CoReNet is a technique for joint multi-object 3D reconstruction from a single RGB image.

Related tags

Deep Learningcorenet
Overview

CoReNet

CoReNet is a technique for joint multi-object 3D reconstruction from a single RGB image. It produces coherent reconstructions, where all objects live in a single consistent 3D coordinate frame relative to the camera, and they do not intersect in 3D. You can find more information in the following paper: CoReNet: Coherent 3D scene reconstruction from a single RGB image.

This repository contains source code, dataset pointers, and instructions for reproducing the results in the paper. If you find our code, data, or the paper useful, please consider citing

@InProceedings{popov20eccv,
  title="CoReNet: Coherent 3D Scene Reconstruction from a Single RGB Image",
  author="Popov, Stefan and Bauszat, Pablo and Ferrari, Vittorio", 
  booktitle="Computer Vision -- ECCV 2020",
  year="2020",
  doi="10.1007/978-3-030-58536-5_22"
}

Table of Contents

Installation

The code in this repository has been verified to work on Ubuntu 18.04 with the following dependencies:

# General APT packages
sudo apt install \
  python3-pip python3-virtualenv python python3.8-dev g++-8 \
  ninja-build git libboost-container-dev unzip

# NVIDIA related packages
sudo apt-key adv --fetch-keys https://developer.download.nvidia.com/compute/cuda/repos/ubuntu1804/x86_64/7fa2af80.pub
sudo add-apt-repository "deb https://developer.download.nvidia.com/compute/cuda/repos/ubuntu1804/x86_64/ /"
sudo add-apt-repository "deb https://developer.download.nvidia.com/compute/machine-learning/repos/ubuntu1804/x86_64 /"
sudo apt install \
    nvidia-driver-455 nvidia-utils-455 `#driver, CUDA+GL libraries, utils` \
    cuda-runtime-10-1 cuda-toolkit-10-2 libcudnn7 `# Cuda and CUDNN`

To install CoReNet, you need to clone the code from GitHub and create a python virtual environment.

# Clone CoReNet
mkdir -p ~/prj/corenet
cd ~/prj/corenet
git clone https://github.com/google-research/corenet.git .

# Setup a python virtual environment
python3.8 -m virtualenv --python=/usr/bin/python3.8 venv_38
. venv_38/bin/activate
pip install -r requirements.txt

All instructions below assume that CoReNet lives in ~/prj/corenet, that this is the current working directory, and that the virtual environment is activated.
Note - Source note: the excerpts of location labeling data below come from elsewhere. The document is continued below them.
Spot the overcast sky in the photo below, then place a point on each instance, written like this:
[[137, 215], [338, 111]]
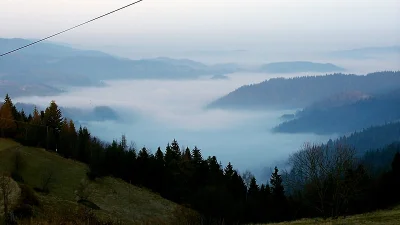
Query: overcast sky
[[197, 24]]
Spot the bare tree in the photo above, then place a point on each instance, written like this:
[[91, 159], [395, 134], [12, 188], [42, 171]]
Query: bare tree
[[321, 171]]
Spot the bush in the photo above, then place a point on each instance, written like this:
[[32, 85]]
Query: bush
[[17, 177], [27, 200], [23, 211], [28, 196], [88, 204]]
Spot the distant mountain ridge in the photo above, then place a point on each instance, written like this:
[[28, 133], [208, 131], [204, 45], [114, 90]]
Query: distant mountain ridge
[[366, 112], [48, 64], [368, 52], [299, 92], [300, 66]]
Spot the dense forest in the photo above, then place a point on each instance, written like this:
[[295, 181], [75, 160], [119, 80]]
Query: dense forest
[[98, 113], [326, 181], [375, 110], [300, 92]]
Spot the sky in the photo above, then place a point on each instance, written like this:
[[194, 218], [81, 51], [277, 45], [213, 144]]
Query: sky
[[187, 25]]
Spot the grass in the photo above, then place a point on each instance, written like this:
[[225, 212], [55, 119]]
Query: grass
[[116, 198], [384, 217]]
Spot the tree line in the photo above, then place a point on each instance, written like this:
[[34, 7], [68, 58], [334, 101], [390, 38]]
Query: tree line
[[321, 180]]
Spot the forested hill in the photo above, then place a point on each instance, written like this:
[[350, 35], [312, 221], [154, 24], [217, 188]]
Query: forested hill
[[299, 92], [371, 138], [57, 65], [375, 110]]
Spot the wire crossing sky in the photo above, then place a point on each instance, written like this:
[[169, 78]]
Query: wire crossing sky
[[89, 21]]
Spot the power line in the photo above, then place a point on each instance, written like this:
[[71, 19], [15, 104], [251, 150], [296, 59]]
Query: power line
[[17, 49]]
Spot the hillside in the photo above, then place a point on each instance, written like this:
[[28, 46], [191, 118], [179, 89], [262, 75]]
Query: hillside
[[98, 113], [299, 66], [116, 199], [59, 66], [374, 110], [365, 53], [381, 217], [299, 92]]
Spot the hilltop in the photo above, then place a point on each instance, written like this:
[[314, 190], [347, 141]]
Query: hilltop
[[299, 92], [47, 68], [116, 198], [346, 114], [300, 66]]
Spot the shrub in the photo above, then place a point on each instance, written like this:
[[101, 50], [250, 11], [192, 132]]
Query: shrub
[[17, 177], [28, 196]]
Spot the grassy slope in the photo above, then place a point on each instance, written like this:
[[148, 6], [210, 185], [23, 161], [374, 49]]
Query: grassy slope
[[384, 217], [117, 199]]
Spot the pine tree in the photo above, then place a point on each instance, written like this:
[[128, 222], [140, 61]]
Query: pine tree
[[53, 117], [14, 111], [253, 188], [176, 149], [228, 171], [196, 156], [278, 195], [7, 120], [276, 183]]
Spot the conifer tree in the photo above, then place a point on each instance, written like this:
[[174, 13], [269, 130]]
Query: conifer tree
[[7, 119], [53, 117]]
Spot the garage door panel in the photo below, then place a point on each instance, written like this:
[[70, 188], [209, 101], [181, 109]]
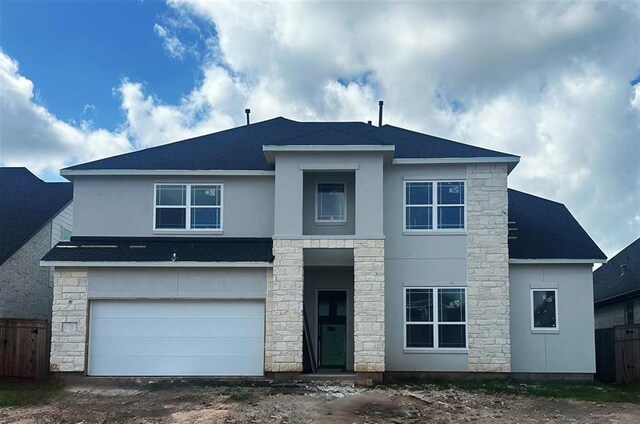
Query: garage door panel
[[179, 366], [176, 337], [171, 327], [167, 346], [175, 309]]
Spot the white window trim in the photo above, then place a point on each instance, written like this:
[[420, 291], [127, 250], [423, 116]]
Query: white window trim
[[434, 207], [547, 330], [187, 208], [346, 210], [436, 323]]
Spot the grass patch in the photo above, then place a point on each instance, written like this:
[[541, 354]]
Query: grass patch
[[239, 394], [16, 392], [591, 391]]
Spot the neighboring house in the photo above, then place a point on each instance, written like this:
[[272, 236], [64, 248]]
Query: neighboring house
[[34, 216], [282, 246], [616, 289]]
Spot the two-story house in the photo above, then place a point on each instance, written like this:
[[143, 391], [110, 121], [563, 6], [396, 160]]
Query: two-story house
[[281, 247], [34, 216]]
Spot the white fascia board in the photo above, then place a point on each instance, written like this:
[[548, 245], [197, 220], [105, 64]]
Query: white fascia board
[[329, 148], [557, 261], [164, 264], [169, 172], [425, 161]]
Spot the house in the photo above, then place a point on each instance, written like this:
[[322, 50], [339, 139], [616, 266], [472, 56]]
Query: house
[[281, 247], [616, 289], [34, 216]]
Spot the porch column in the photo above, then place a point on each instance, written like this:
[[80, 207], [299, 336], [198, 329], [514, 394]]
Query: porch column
[[283, 318], [368, 305]]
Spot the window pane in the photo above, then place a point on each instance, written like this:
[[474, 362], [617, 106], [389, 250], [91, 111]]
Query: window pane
[[171, 195], [418, 193], [451, 193], [544, 309], [206, 195], [451, 217], [420, 335], [419, 305], [331, 202], [419, 218], [205, 218], [451, 305], [170, 218], [451, 336]]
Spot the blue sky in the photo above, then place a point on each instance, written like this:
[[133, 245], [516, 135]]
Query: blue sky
[[91, 46], [554, 82]]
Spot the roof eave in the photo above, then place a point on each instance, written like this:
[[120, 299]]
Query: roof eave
[[70, 173], [511, 161], [556, 261], [155, 264]]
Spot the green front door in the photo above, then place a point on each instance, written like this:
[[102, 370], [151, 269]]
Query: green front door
[[332, 329]]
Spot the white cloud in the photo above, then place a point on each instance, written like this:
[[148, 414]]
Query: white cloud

You can also run CoReNet using the supplied docker file: ~/prj/corenet/Dockerfile.

Datasets

The CoReNet paper introduced several datasets with synthetic scenes. To reproduce the experiments in the paper you need to download them, using:

cd ~/prj/corenet
mkdir -p ~/prj/corenet/data/raw
for n in single pairs triplets; do  
  for s in train val test; do
    wget "https://storage.googleapis.com/gresearch/corenet/${n}.${s}.tar" \
      -O "data/raw/${n}.${s}.tar" 
    tar -xvf "data/raw/${n}.${s}.tar" -C data/ 
  done 
done

For each scene, these datasets provide the objects placement, a good view point, and two images rendered from it with a varying degree of realism. To download the actual object geometry, you need to download ShapeNetCore.v2.zip from ShapeNet's original site, unpack it, and convert the 3D meshes to CoReNet's binary format:

echo "Please download ShapeNetCore.v2.zip from ShapeNet's original site and "
echo "place it in ~/prj/corenet/data/raw/ before running the commands below"

cd ~/prj/corenet
unzip data/raw/ShapeNetCore.v2.zip -d data/raw/
PYTHONPATH=src python -m preprocess_shapenet \
  --shapenet_root=data/raw/ShapeNetCore.v2 \
  --output_root=data/shapenet_meshes

Models from the paper

To help reproduce the results from the CoReNet paper, we offer 5 pre-trained models from it (h5, h7, m7, m9, and y1; details below and in the paper). You can download and unpack these using:

cd ~/prj/corenet
wget https://storage.googleapis.com/gresearch/corenet/paper_tf_models.tgz \
  -O data/raw/paper_tf_models.tgz
tar xzvf data/raw/paper_tf_models.tgz -C data/

You can evaluate the downloaded models against their respective test sets using:

MODEL=h7  # Set to one of: h5, h7, m7, m9, y1

cd ~/prj/corenet
ulimit -n 4096
OMP_NUM_THREADS=2 CUDA_HOME=/usr/local/cuda-10.2 PYTHONPATH=src \
TF_CPP_MIN_LOG_LEVEL=1 PATH="${PATH}:${CUDA_HOME}/bin" \
FILL_VOXELS_CUDA_FLAGS=-ccbin=/usr/bin/gcc-8 \
python -m dist_launch --nproc_per_node=1 \
tf_model_eval --config_path=configs/paper_tf_models/${MODEL}.json5

To run on multiple GPUs in parallel, set --nproc_per_node to the number of desired GPUs. You can use CUDA_VISIBLE_DEVICES to control which GPUs exactly to use. CUDA_HOME, PATH, and FILL_VOXELS_CUDA_FLAGS control the just-in-time compiler for the voxelization operation.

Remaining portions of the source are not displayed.